Chicken Soup

Auntie Leah’s Chicken Noodle Soup

Okay, let me just say right off that the healing properties of chicken noodle soup are pretty much nullified if you make it vegetarian. You need the darker meat and fat from the thighs for the healing properties.  Making it with lean chicken breast or chicken breast tenders will not produce the same results.  Made vegetarian or with white meat chicken, it will still have a good flavor, but it won’t make you feel any better.  Note: takes 2-1/2 hours to make.

  • 5-6 chicken thighs (skinless and boneless if you prefer not to de-bone the meat)
  • 1 small onion, chopped
  • 2 celery stalks, chopped
  • 3-4 large carrots, chopped
  • 3/4 can chicken broth (about 9-10 oz.)
  • 1 can chopped or diced tomatoes (optional, not everyone liked tomatoes in their soup)
  • 2 teaspoons salt, or less to taste
  • 1 teaspoon pepper, or less to taste
  • 1 teaspoon oregano (optional)
  • 1 teaspoon cumin (optional)
  • 1 teaspoon basil or 3-4 tablespoons fresh basil (optional)
  • 1 bay leaf (optional)
  • 1/2 package medium-wide egg noodles (about 6-8 oz. dry), cooked according to the package directions; don’t add noodles to soup until ready to serve.

Using a large soup or stock pot, cover the chicken with water and add water until it is 2″ above the tops of the chicken pieces. Remember one finger/knuckle joint is about 1″ so place the tip of your finger on the chicken and add water until it reaches the second knuckle from the finger tip.  Turn the heat under the pot up to high and bring the water and chicken to a boil.  Add the vegetables and chicken broth and spices and return to a boil.  Simmer for 2 hours.  Using a wooden spoon or tongs, remove the chicken pieces.  De-bone, discard bones, and cut remaining meat into bite-sized pieces. Add the chicken back to the soup.  Add cooked noodles and heat thoroughly.  Serve warm.

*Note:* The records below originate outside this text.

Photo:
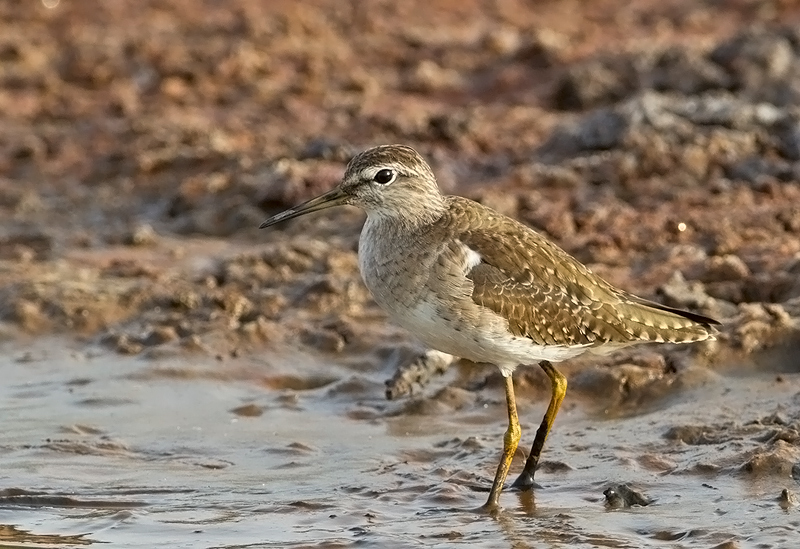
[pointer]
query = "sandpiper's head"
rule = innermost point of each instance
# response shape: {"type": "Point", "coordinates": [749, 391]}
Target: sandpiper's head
{"type": "Point", "coordinates": [390, 181]}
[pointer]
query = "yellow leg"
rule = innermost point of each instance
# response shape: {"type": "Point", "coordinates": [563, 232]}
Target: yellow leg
{"type": "Point", "coordinates": [510, 442]}
{"type": "Point", "coordinates": [559, 389]}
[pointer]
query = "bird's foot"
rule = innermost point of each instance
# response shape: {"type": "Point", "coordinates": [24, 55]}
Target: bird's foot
{"type": "Point", "coordinates": [525, 482]}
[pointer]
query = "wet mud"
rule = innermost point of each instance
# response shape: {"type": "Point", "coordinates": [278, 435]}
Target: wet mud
{"type": "Point", "coordinates": [170, 375]}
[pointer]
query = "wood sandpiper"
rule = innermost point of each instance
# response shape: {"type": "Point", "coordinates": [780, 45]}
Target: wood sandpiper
{"type": "Point", "coordinates": [476, 284]}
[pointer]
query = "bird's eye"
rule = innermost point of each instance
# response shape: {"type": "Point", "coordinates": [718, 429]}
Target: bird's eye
{"type": "Point", "coordinates": [384, 176]}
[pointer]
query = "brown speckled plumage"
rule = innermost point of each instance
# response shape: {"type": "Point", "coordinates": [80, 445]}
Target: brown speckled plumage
{"type": "Point", "coordinates": [471, 282]}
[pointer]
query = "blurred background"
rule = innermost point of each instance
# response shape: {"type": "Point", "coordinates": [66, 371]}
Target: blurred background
{"type": "Point", "coordinates": [142, 143]}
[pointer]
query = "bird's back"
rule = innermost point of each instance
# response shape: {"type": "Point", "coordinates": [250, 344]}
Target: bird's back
{"type": "Point", "coordinates": [550, 297]}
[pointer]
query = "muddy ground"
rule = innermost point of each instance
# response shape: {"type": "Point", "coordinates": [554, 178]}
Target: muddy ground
{"type": "Point", "coordinates": [142, 143]}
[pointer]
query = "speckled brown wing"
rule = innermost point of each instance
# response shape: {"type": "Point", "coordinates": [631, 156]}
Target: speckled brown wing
{"type": "Point", "coordinates": [547, 295]}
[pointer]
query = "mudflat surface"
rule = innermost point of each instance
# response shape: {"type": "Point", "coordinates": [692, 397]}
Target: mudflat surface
{"type": "Point", "coordinates": [172, 375]}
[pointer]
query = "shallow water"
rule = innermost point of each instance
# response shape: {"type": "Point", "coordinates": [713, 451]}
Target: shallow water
{"type": "Point", "coordinates": [98, 448]}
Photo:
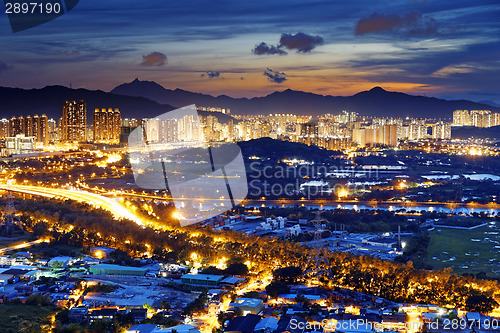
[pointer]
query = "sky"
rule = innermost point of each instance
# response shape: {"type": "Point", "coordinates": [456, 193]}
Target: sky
{"type": "Point", "coordinates": [446, 49]}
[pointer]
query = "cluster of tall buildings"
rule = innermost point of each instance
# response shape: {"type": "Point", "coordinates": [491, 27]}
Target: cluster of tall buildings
{"type": "Point", "coordinates": [25, 133]}
{"type": "Point", "coordinates": [106, 124]}
{"type": "Point", "coordinates": [184, 129]}
{"type": "Point", "coordinates": [339, 131]}
{"type": "Point", "coordinates": [477, 118]}
{"type": "Point", "coordinates": [38, 127]}
{"type": "Point", "coordinates": [213, 109]}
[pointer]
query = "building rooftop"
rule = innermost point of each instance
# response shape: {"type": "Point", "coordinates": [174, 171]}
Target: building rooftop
{"type": "Point", "coordinates": [118, 267]}
{"type": "Point", "coordinates": [204, 277]}
{"type": "Point", "coordinates": [251, 302]}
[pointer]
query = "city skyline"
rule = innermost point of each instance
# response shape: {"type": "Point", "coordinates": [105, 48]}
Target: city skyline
{"type": "Point", "coordinates": [245, 50]}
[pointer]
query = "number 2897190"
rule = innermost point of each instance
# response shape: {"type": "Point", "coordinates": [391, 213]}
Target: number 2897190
{"type": "Point", "coordinates": [32, 8]}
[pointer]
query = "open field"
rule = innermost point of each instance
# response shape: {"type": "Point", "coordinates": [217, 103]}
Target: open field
{"type": "Point", "coordinates": [466, 251]}
{"type": "Point", "coordinates": [11, 241]}
{"type": "Point", "coordinates": [15, 318]}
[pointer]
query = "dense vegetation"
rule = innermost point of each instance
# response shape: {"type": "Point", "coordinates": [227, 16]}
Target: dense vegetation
{"type": "Point", "coordinates": [395, 281]}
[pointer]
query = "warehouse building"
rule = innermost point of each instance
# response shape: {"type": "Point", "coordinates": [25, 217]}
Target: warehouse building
{"type": "Point", "coordinates": [108, 269]}
{"type": "Point", "coordinates": [202, 279]}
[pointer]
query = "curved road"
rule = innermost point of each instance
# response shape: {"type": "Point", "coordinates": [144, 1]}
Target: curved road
{"type": "Point", "coordinates": [109, 204]}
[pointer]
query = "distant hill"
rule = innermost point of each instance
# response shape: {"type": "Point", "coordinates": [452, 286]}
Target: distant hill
{"type": "Point", "coordinates": [50, 100]}
{"type": "Point", "coordinates": [278, 149]}
{"type": "Point", "coordinates": [466, 132]}
{"type": "Point", "coordinates": [375, 102]}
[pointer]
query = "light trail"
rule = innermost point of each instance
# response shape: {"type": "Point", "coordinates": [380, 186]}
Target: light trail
{"type": "Point", "coordinates": [118, 210]}
{"type": "Point", "coordinates": [22, 245]}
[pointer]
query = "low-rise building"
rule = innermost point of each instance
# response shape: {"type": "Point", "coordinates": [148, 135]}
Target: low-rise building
{"type": "Point", "coordinates": [109, 269]}
{"type": "Point", "coordinates": [202, 279]}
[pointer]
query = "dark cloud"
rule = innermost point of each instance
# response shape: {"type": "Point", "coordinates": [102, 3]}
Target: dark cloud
{"type": "Point", "coordinates": [211, 75]}
{"type": "Point", "coordinates": [273, 76]}
{"type": "Point", "coordinates": [412, 24]}
{"type": "Point", "coordinates": [301, 42]}
{"type": "Point", "coordinates": [154, 59]}
{"type": "Point", "coordinates": [3, 67]}
{"type": "Point", "coordinates": [263, 48]}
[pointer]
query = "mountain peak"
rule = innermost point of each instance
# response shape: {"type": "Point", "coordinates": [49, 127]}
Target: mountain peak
{"type": "Point", "coordinates": [377, 89]}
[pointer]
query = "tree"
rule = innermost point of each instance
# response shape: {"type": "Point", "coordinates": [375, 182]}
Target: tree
{"type": "Point", "coordinates": [288, 274]}
{"type": "Point", "coordinates": [480, 303]}
{"type": "Point", "coordinates": [236, 269]}
{"type": "Point", "coordinates": [275, 288]}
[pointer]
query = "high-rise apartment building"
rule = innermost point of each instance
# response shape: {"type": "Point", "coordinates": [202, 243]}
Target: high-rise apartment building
{"type": "Point", "coordinates": [481, 118]}
{"type": "Point", "coordinates": [461, 118]}
{"type": "Point", "coordinates": [441, 130]}
{"type": "Point", "coordinates": [107, 123]}
{"type": "Point", "coordinates": [30, 126]}
{"type": "Point", "coordinates": [73, 124]}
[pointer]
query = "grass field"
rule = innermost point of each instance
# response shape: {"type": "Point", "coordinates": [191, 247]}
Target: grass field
{"type": "Point", "coordinates": [466, 251]}
{"type": "Point", "coordinates": [6, 241]}
{"type": "Point", "coordinates": [15, 318]}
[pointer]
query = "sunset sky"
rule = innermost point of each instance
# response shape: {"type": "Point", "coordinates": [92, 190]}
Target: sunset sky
{"type": "Point", "coordinates": [448, 49]}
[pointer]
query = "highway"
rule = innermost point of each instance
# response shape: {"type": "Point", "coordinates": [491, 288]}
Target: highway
{"type": "Point", "coordinates": [112, 205]}
{"type": "Point", "coordinates": [22, 245]}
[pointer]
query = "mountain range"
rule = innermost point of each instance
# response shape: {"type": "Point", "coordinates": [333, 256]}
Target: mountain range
{"type": "Point", "coordinates": [144, 99]}
{"type": "Point", "coordinates": [375, 102]}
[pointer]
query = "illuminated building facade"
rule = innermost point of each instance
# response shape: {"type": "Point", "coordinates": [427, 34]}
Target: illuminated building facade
{"type": "Point", "coordinates": [107, 123]}
{"type": "Point", "coordinates": [73, 124]}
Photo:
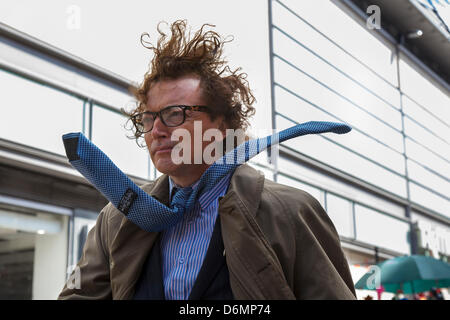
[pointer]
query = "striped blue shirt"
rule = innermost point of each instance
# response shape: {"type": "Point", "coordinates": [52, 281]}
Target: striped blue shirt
{"type": "Point", "coordinates": [184, 246]}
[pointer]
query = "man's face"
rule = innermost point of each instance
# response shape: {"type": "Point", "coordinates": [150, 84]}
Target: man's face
{"type": "Point", "coordinates": [181, 91]}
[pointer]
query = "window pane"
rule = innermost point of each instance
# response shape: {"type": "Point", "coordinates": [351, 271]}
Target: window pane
{"type": "Point", "coordinates": [35, 115]}
{"type": "Point", "coordinates": [297, 83]}
{"type": "Point", "coordinates": [316, 193]}
{"type": "Point", "coordinates": [425, 118]}
{"type": "Point", "coordinates": [424, 92]}
{"type": "Point", "coordinates": [430, 200]}
{"type": "Point", "coordinates": [298, 110]}
{"type": "Point", "coordinates": [333, 80]}
{"type": "Point", "coordinates": [427, 178]}
{"type": "Point", "coordinates": [380, 230]}
{"type": "Point", "coordinates": [340, 212]}
{"type": "Point", "coordinates": [109, 134]}
{"type": "Point", "coordinates": [426, 139]}
{"type": "Point", "coordinates": [427, 158]}
{"type": "Point", "coordinates": [325, 16]}
{"type": "Point", "coordinates": [317, 147]}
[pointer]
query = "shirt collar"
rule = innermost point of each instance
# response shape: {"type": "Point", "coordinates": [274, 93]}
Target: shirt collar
{"type": "Point", "coordinates": [206, 198]}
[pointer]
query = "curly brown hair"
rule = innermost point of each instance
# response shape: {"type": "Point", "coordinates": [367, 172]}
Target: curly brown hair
{"type": "Point", "coordinates": [227, 92]}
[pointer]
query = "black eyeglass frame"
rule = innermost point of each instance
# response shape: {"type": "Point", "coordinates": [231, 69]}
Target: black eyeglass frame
{"type": "Point", "coordinates": [158, 114]}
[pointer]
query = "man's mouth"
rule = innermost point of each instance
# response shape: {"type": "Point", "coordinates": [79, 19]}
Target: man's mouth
{"type": "Point", "coordinates": [163, 149]}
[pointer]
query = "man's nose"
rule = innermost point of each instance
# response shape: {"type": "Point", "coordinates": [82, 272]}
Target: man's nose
{"type": "Point", "coordinates": [159, 129]}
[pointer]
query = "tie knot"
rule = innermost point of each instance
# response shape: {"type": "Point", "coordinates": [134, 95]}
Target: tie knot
{"type": "Point", "coordinates": [174, 191]}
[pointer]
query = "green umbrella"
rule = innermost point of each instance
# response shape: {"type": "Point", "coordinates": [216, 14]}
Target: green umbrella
{"type": "Point", "coordinates": [412, 274]}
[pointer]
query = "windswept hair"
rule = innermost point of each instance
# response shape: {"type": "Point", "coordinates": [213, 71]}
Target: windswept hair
{"type": "Point", "coordinates": [226, 91]}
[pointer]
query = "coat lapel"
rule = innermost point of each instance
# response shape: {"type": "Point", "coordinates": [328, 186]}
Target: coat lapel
{"type": "Point", "coordinates": [131, 246]}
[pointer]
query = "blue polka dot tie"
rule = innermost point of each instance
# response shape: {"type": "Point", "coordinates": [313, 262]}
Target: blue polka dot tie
{"type": "Point", "coordinates": [147, 212]}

Note: Time Requirements – It takes about 1/2 hour to chop everything and pre-cook the noodles.  It takes 2 hours of simmering to get the chicken and vegetables done. Make it on a weekend and save it to reheat with the noodles later in the week, OR make up a double batch and freeze half of it with the noodles small batches (use quart-size ziploc freezer bags) for a sick day in the future, OR make it in a crockpot while you’re away at work or school and add the noodles right before you eat.

 

Variations

Option 1: Rice – If you make this soup several times during flu season, try substituting 3 cups cooked rice (white or brown) for the noodles for a change of pace.

Option 2: Creamy – Substitute 1-2 cans cream of chicken soup for the 3/4 can of chicken broth for a creamier soup.

Option 3: Cook-while-at-school or work: Cook this soup all day in the crock pot on low.  Follow the recipe up to the “remove chicken to de-bone” step. De-bone the chicken and add the meat in with the noodles when you get home.  If you try to add the noodles or even rice early in the cooking stage, the starches in the noodles and rice break down and you just get a mushy soup without the firm texture of noodles or rice. It also doesn’t work to add in uncooked noodles or rice.  They take too much of the soup juice and still turn to mush.

Option 4: Hearty Double Noodle: Our family likes A LOT of noodles, so I use an entire 12 oz. package.  I cook the noodles in the morning (weekend cooking) or the night before (week day cooking), toss them in a little olive oil to prevent them sticking together in a big clump, and store in the refrigerator in a gallon Ziploc bag. For spices, I use 2 teaspoons of salt, 1 teaspoon black pepper, 1 teaspoon oregano, 1 teaspoon basil, and one bay leaf.  I hate de-boning anything, so I buy skinless, boneless chicken thighs.  After they cook all day in the crockpot, the thighs are easy to shred.  I like the smell of sautéing vegetables, so I spray a small frying pan with Pam, mince 2-3 garlic cloves and sauté them with the onions and celery before adding to the soup in the crockpot.  When we come home at the end of the day, the chicken soup is almost ready–all I need to do is shred the chicken and add the noodles–and the scent of sautéd vegetables is still lingering in the kitchen from the morning preparations, mixing with the smell of the simmering soup.  Yum!